Conformation and orientation of alkyl chains in the layered organic–inorganic hybrids: (CnH2n+1NH3)2PbI4 (n = 12,16,18)

Layered organic–inorganic hybrids based on perovskite-derived alkylammonium lead halides have been demonstrated as important new materials in the construction of molecular electronic devices. Typical of this class of materials are the single-perovskite slab lead iodides of the general formula (CnH2n+1NH3)2PbI4. While for small n, these compounds are amenable to single-crystal structure determination, the increasing degree of disorder in the long chain (n = 12,14… ) compounds makes such an analysis difficult. In this study, we use powder X-ray diffraction, and vibrational and 13C NMR spectroscopies to establish the conformation, orientation and organization of hydrocarbon chains in the series of layered alkylammonium lead iodides (CnH2n+1NH3)2PbI4 (n = 12,16,18). We find that the alkyl chains adopt a tilted bilayer arrangement, while the structure of the inorganic layer remains invariant with respect to the value of n. Conformation-sensitive methylene stretching modes in the infrared and Raman spectra, as well as the 13C NMR spectra indicate that bonds in the methylene chain are in trans configuration. The skeletal modes of the alkyl chain in the Raman spectra establish that there is a high degree of all-trans conformational registry for the values of n studied here.
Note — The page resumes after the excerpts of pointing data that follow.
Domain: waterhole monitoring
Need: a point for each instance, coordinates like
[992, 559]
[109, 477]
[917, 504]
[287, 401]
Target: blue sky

From the orientation dependence of the infrared spectra of crystals of (CnH2n+1NH3)2PbI4 (n = 12,16), we find that the molecular axis of the all-trans alkyl chains are tilted away from the interlayer normal by an angle of 55°. This value of this tilt angle is consistent with the dependence of the c lattice expansion as a function of n, as determined from powder X-ray diffraction.